Common Core Big Idea 5: Consider Meaningful Assessment

December 7, 2012
Image credit: iStockphoto

Editor's note: This is the fifth post in a five-part series which takes a look at five big ideas for implementation of the Common Core State Standards, authored by Jay McTighe and Grant Wiggins.

A prevalent misconception about standards in general is that they simply specify learning goals to be achieved. A more complete and accurate conception, in line with the colloquial meaning of the term, recognizes that standards also refer to the desired qualities of student work and the degree of rigor that must be assessed and achieved.

Think about what we mean when we talk about “high standards” in athletics, music or business: we refer to the quality of outcomes, not the inputs. We ask if work is up to standard, not whether we “covered” such standards as teachers. In this sense, the standards are at their core a set of criteria for building and testing local assessment. They tell where we must look and what we must look for to determine if student work is up to standard. Such information is crucial to guide local assessments and insure that these are validly anchored against national standards.
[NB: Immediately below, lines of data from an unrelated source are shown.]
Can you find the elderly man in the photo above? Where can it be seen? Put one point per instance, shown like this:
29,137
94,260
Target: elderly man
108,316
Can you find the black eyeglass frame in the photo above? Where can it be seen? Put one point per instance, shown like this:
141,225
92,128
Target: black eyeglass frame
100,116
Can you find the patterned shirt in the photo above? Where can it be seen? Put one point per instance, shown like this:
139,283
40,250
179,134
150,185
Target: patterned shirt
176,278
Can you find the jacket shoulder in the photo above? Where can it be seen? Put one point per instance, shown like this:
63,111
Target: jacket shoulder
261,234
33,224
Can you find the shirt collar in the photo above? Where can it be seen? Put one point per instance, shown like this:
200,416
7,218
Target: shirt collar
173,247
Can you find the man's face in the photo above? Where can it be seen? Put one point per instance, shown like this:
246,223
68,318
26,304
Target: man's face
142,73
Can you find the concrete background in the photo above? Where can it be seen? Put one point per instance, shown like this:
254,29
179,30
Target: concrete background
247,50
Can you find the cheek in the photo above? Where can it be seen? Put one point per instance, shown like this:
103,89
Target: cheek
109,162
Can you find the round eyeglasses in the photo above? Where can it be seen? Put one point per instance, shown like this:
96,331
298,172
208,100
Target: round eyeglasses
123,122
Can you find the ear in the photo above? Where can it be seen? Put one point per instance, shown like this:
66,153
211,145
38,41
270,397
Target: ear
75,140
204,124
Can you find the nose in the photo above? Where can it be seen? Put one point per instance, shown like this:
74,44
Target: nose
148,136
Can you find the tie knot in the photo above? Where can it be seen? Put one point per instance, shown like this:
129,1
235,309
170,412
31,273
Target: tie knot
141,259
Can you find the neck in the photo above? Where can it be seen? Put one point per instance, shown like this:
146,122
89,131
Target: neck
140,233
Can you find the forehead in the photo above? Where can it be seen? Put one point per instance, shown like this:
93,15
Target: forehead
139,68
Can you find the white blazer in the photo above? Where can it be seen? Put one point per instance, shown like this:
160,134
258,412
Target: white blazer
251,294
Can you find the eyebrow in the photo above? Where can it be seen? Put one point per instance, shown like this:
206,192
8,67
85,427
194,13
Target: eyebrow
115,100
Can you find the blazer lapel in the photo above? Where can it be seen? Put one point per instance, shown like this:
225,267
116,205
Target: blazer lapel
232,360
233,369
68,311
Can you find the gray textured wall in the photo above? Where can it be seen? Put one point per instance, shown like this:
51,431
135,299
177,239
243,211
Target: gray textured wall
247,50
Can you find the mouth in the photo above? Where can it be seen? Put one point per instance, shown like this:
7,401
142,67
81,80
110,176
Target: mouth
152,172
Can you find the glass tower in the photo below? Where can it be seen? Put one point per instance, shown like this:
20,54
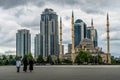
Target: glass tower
23,42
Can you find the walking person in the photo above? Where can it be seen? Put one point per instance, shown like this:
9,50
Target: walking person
31,62
25,63
18,64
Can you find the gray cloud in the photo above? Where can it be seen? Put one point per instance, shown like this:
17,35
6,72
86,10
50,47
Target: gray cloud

Ironically (and unfortunately), this important point is not made in the main body of the ELA Common Core Standards but in Appendix B and C. These Appendices are arguably the most important sections of the ELA Standards because there the authors describe the degree of text difficulty that students must be able to handle, the features that need to be evident in student writing, and the kinds of performance tasks that will provide the needed evidence. Accompanying samples of scored work illustrate the qualities of performance that must be attained to meet the Standards.

This performance-based conception of standards lies at the heart of what is needed to translate the Common Core into a robust curriculum and assessment system. The curriculum and related instruction must be designed backward from an analysis of standards-based assessments; i.e., worthy performance tasks anchored by rigorous rubrics and annotated work samples. We predict that the alternative -- a curriculum mapped in a typical scope and sequence based on grade-level content specifications -- will encourage a curriculum of disconnected “coverage” and make it more likely that people will simply retrofit the new language to the old way of doing business.

Thus, our proposal reflects the essence of backward design: Conceptualize and construct the curriculum back from sophisticated “cornerstone” tasks, reflecting the performances that the Common Core Standards demand of graduates. Indeed, the whole point of Anchor Standards in ELA and the Practices in Mathematics is to establish the genres of performance (e.g., argumentation in writing and speaking, and solving problems set in real-world contexts) that must recur across the grades in order to develop the capacities needed for success in higher education and the workplace.

Our recommendation to construct curriculum around assessments may lead to a related misunderstanding; i.e., that we need to assess each grade-level Standard in isolation, one by one. We think that this view is due in part to the layout of grade-level Standards and to the look and feel of traditional standardized tests, in which very discrete objectives are the subject of most test items. This confuses means and ends; it conflates the “drill” with the “game.” The authors of the Common Core Standards wisely anticipated this misconception and they caution against it: “While the Standards delineate specific expectations in reading, writing, speaking, listening, and language, each standard need not be a separate focus for instruction and assessment. Often, several standards can be addressed by a single rich task. (ELA Standards, p. 5).”

In sum, moving from standards to curriculum requires careful reading and thoughtful interpretation to avoid the predictable misunderstandings noted above, while building the curriculum backward from worthy tasks offers the pathway to the performances envisioned by the Common Core.